Submissions:2023/What the block log tells us
- What the block log tells us
- Equity / Inclusion / Community Health, Governance, Research / Science / Medicine
Type of session:
When someone violates the community's rules on Wikipedia, they may be blocked by an administrator. Like the rest of the project, these actions (along with the type of block, duration, and reason) are typically logged and publicly accessible. As part of a larger academic project about content moderation on Wikipedia, I've been analyzing the nearly 20-year-old block log of the English Wikipedia. In this session, I will present some of the patterns, trends, and interesting statistics I've found that may be of interest to the community. How have the number of blocks per year changed over time? What reasons for blocking are more or less prominent now than they were in years past?

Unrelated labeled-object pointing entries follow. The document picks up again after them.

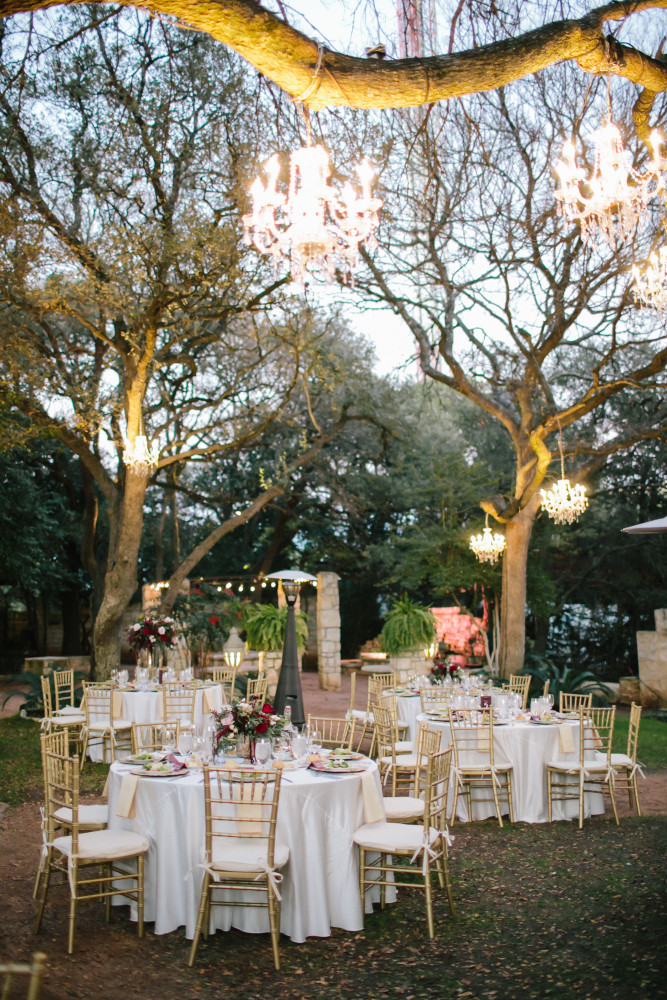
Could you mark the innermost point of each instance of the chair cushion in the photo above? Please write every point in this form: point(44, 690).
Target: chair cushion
point(392, 838)
point(104, 844)
point(402, 807)
point(91, 815)
point(246, 855)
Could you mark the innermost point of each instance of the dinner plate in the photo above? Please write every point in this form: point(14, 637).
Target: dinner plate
point(327, 767)
point(145, 773)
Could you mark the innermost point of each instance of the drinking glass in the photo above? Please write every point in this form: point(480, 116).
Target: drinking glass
point(263, 751)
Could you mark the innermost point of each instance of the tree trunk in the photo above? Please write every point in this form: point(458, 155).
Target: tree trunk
point(120, 581)
point(513, 606)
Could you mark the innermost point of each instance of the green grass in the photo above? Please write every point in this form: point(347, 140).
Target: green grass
point(21, 767)
point(652, 751)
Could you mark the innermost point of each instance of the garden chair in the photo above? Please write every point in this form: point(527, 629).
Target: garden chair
point(241, 849)
point(423, 849)
point(101, 725)
point(88, 862)
point(593, 772)
point(568, 702)
point(625, 764)
point(475, 765)
point(32, 972)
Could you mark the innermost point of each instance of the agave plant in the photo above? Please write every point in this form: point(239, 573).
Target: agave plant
point(407, 626)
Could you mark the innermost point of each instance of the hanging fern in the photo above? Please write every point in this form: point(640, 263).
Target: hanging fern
point(408, 626)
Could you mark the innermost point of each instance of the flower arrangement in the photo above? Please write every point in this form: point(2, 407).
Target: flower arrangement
point(152, 633)
point(250, 718)
point(444, 665)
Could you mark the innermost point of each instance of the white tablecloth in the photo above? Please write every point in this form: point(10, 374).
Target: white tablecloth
point(528, 748)
point(146, 706)
point(316, 819)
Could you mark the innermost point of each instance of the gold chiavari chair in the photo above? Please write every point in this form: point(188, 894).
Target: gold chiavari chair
point(257, 688)
point(241, 849)
point(593, 772)
point(625, 764)
point(568, 702)
point(88, 862)
point(31, 974)
point(73, 723)
point(333, 732)
point(178, 702)
point(475, 765)
point(404, 768)
point(101, 725)
point(422, 849)
point(91, 815)
point(226, 677)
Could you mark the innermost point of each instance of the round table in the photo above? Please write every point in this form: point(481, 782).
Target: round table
point(317, 817)
point(146, 707)
point(528, 747)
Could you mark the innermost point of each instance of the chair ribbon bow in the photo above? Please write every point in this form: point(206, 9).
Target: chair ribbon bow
point(274, 876)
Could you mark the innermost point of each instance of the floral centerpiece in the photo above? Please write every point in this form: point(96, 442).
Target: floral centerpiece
point(152, 634)
point(444, 665)
point(245, 721)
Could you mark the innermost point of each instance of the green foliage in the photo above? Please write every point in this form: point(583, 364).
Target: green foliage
point(265, 627)
point(407, 626)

Is blocking a task that's evenly spread out among admins, or are a small number issuing most of the blocks? How do the reasons for blocking change as we consider users' edit counts? These are intended as example questions -- I still have some data analysis and visualization to do between now and the conference, if it's accepted, and the end result will likely include much more than just these points.
- University of Massachusetts Amherst, Wikimedia New York City
- 20 minutes
Have you presented on this topic previously? If yes, where/when?:
Okay to livestream?
- Livestreaming is okay
If your submission is not accepted, would you be open to presenting your topic in another part of the program? (e.g. lightning talk or unconference session)
- Lecture (or being assigned to a panel) is preferred due to the amount of information. I'd have to think about whether it would make sense to do it as a lightning talk.